Weil es sich nicht um eine Steuer, sondern um eine Senkung der zu entrichtenden Mehrwertsteuer geht, ist der richtige Name für diesen Schritt auch Quellensteuerabzug. Werden also beim Verkauf der Ware mit dem Wert der Ware vom Kunden auch 21? Mehrwertsteuer erhoben, aber beim tatsächlichen Kauf der Ware wurden bereits 14? Mehrwertsteuer (Vorsteuer) bezahlt, so sind für die persönlich geschaffene Wertschöpfung nur 7? Mehrwertsteuer zu zahlen.

Das Gewerbesteuergesetz (GewSt) ist von gewerblichen Selbstständigen zu entrichten, die in ihrer rechtlichen Form eine Körperschaft oder eine Partnerschaft oder eine Einzelunternehmung sind; es findet daher keine Anwendung auf Selbstständige.
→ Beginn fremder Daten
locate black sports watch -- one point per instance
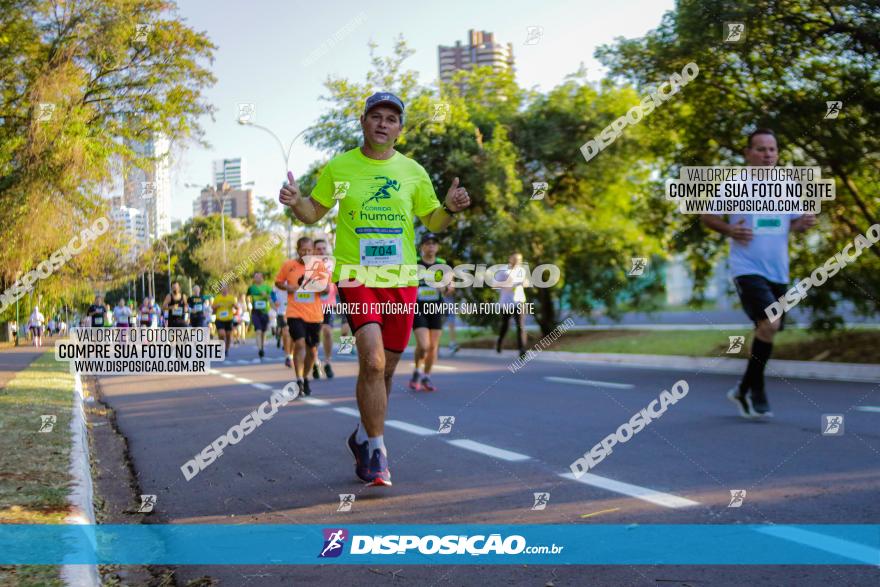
(447, 210)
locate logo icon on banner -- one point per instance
(247, 112)
(736, 343)
(446, 423)
(534, 34)
(832, 424)
(148, 189)
(639, 265)
(340, 188)
(541, 500)
(346, 500)
(334, 542)
(736, 498)
(539, 190)
(47, 423)
(346, 345)
(734, 32)
(148, 502)
(44, 114)
(142, 31)
(441, 109)
(833, 109)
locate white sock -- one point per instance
(361, 435)
(377, 442)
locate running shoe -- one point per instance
(361, 454)
(739, 400)
(378, 473)
(760, 405)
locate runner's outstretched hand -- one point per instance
(457, 198)
(290, 193)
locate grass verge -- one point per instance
(34, 478)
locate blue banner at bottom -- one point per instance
(682, 544)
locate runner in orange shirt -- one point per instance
(305, 314)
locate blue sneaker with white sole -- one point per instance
(378, 473)
(361, 455)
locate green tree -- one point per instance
(498, 139)
(797, 55)
(110, 88)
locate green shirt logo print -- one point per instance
(382, 192)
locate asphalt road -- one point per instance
(514, 434)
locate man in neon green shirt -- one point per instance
(260, 296)
(380, 193)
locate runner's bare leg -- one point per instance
(375, 375)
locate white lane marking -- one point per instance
(643, 493)
(591, 383)
(348, 411)
(875, 409)
(498, 453)
(840, 547)
(407, 427)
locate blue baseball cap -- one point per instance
(383, 98)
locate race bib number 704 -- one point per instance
(381, 251)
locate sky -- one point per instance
(266, 55)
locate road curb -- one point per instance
(855, 372)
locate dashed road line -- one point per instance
(498, 453)
(643, 493)
(590, 382)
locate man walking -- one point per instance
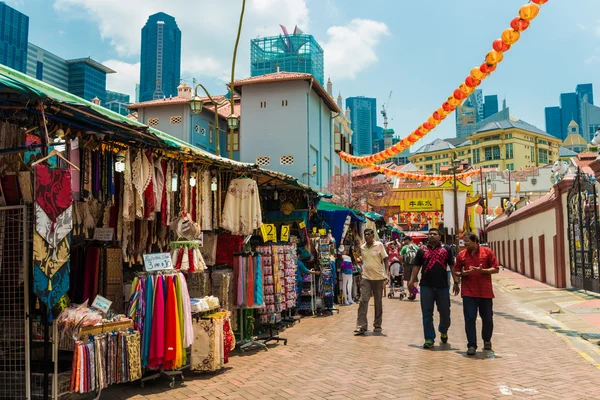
(476, 265)
(408, 256)
(433, 261)
(374, 275)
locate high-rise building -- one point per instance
(578, 107)
(14, 36)
(470, 113)
(117, 102)
(363, 117)
(490, 106)
(585, 94)
(553, 121)
(160, 68)
(568, 112)
(87, 78)
(295, 52)
(83, 77)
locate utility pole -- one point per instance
(455, 163)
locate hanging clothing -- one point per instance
(242, 212)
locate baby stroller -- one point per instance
(396, 281)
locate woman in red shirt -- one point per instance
(476, 265)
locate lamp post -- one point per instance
(233, 120)
(455, 165)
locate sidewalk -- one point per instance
(537, 355)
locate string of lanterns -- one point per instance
(509, 37)
(426, 178)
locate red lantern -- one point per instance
(472, 82)
(519, 24)
(448, 107)
(487, 69)
(499, 45)
(459, 95)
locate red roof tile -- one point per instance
(286, 77)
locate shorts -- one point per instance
(408, 272)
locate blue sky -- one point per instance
(420, 50)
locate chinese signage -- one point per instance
(420, 204)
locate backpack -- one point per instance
(411, 254)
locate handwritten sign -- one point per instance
(102, 304)
(419, 204)
(285, 233)
(269, 232)
(157, 262)
(104, 234)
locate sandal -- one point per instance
(359, 331)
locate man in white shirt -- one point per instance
(374, 275)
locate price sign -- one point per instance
(285, 233)
(269, 232)
(157, 262)
(102, 304)
(104, 234)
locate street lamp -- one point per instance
(455, 165)
(233, 121)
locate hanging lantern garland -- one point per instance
(421, 177)
(509, 37)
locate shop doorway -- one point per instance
(583, 232)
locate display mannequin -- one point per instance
(347, 277)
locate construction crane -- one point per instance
(384, 108)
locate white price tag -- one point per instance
(157, 262)
(102, 304)
(104, 234)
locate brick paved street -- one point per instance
(323, 360)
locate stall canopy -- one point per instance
(22, 92)
(335, 217)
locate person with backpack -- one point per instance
(408, 254)
(433, 263)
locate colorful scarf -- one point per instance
(170, 326)
(258, 286)
(187, 313)
(149, 319)
(157, 340)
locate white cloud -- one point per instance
(351, 48)
(125, 79)
(208, 29)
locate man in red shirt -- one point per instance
(476, 265)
Weil diese Abgabe einen Zuschuss enthält, heißt das, dass dieser zunächst durch den bloßen Ertrag übertroffen werden muss; die Abweichung zwischen dem tatsächlichen Ertrag und dem Zuschuss wird dann versteuert.
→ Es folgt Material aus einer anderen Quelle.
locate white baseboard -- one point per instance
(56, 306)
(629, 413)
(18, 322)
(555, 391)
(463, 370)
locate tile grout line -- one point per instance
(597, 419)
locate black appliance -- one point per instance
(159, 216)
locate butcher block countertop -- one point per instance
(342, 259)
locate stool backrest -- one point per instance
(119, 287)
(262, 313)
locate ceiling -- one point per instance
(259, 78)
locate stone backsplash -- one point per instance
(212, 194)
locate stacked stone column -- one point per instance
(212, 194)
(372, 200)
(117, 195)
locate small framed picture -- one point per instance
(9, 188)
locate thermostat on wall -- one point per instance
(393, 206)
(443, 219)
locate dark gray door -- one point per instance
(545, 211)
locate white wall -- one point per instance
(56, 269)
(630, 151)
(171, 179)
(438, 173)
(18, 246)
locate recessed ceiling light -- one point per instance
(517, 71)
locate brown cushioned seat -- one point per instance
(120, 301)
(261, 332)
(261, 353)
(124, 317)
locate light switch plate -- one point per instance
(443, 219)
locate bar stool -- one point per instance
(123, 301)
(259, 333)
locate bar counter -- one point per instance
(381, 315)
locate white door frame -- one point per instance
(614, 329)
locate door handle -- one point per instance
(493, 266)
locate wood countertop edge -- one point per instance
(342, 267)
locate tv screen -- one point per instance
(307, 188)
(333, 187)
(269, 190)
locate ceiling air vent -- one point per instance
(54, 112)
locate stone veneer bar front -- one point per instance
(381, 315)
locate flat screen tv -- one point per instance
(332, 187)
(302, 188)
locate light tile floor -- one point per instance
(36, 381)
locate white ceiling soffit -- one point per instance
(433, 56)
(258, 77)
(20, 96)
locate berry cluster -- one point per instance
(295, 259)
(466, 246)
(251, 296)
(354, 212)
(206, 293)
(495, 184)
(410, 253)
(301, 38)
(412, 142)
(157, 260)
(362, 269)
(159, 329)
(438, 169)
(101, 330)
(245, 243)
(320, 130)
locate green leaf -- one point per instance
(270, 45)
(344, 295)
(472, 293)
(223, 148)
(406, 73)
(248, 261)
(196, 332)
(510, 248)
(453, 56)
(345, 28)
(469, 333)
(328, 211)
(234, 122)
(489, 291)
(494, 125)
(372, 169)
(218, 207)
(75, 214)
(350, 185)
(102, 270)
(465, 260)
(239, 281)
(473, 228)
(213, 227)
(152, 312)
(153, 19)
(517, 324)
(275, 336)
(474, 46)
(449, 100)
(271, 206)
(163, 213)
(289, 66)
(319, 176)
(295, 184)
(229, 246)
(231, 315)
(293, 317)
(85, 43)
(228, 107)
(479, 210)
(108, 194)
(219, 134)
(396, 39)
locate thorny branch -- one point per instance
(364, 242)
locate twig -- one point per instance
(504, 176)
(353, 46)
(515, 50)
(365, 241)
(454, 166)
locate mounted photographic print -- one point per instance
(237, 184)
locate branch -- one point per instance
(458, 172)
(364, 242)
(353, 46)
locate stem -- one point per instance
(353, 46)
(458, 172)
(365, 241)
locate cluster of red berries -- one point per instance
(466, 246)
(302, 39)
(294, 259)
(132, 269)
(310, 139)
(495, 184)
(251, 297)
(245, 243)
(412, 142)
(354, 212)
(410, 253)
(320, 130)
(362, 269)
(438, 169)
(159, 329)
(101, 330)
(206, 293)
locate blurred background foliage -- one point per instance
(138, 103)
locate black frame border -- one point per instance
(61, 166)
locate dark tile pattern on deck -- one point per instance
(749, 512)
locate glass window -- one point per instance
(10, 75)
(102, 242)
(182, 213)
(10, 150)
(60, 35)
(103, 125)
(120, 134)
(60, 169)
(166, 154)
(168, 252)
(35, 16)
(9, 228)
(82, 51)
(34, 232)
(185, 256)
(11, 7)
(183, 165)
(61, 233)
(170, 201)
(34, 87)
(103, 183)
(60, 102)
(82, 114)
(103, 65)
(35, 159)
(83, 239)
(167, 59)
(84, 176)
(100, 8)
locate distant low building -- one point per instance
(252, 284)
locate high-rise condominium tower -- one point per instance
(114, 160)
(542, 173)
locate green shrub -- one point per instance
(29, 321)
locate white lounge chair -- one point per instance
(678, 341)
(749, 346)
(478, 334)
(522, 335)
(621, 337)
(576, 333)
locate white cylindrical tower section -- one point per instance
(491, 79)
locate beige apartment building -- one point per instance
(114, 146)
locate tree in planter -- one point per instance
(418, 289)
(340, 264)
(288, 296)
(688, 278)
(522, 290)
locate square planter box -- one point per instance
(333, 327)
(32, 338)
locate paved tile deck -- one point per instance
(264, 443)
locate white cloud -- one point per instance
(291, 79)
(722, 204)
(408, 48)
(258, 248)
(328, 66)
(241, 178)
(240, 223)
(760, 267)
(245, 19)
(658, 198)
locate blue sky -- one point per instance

Eine Weitergabe der Mehrwertsteuer an den Käufer erfolgt nicht. Die Fluktuation der Gesellschaft (zuzüglich der anfallenden Steuern) hat im vergangenen Geschäftsjahr 17.500 nicht überschritten UND im aktuellen Jahr wird der erwartete Fluktuationswert wahrscheinlich nicht mehr als 5.000 Euro betragen (gemäß 19 Abs. 1 S. 1 S. 1+2 UStG). Weil nun keine Mehrwertsteuer angezeigt und vom Auftraggeber bezahlt wurde, muss auch vom Selbstständigen keine Mehrwertsteuer abführt werden.

Die bereits bezahlte Umsatzsteuer kann vom Steueramt nicht erstattet werden. Wenn Sie jedoch selbständig sind und keine eigenen hohen Betriebskosten haben, ist dieses Vorgehen lohnend, da es in erster Linie bürokratisch ist. Ein weiteres Merkmal ist die Tatsache, dass ein Selbstständiger noch Arbeitnehmer hat. Weil Sie nun selbst als Unternehmer tätig sind, müssen Sie auch andere Pflichtversicherungsbeiträge (Sozialversicherungsbeiträge) zahlen.

Alle diese Gebühren werden vom Gehalt des Arbeitnehmers vom Dienstgeber abgezogen und an das Steueramt gezahlt, während der Dienstnehmer nur das Nettogehalt bezieht. Du kannst nicht mit dem IRS herumalbern. Der Einkommensteuerbescheid für ein Jahr ist bis zum Stichtag des folgenden Jahres einzureichen. Wird vom Steueramt eine Vorschusszahlung der Einkommenssteuer geschätzt, sind diese Leistungen am 11. Januar, 11. August, 12. August, 12. August und 12. August zu entrichten.

Die Mehrwertsteuer muss, wie bereits gesagt, gegenüber dem Steueramt auf monatlicher Basis deklariert und gleichzeitig einbezahlt werden. Welche Leistungen müssen Sie als Selbstständiger wirklich erbringen? Aus diesem Grund raten wir Ihnen in der Regel, einen Steuerberater zu konsultieren, der Ihnen im Einzelfall exakt mitteilen kann, welche Steuerpflichten entstehen, welche Größen noch zur Steuerersparnis genutzt werden können und welche Steuer am Ende eigentlich zu zahlen ist.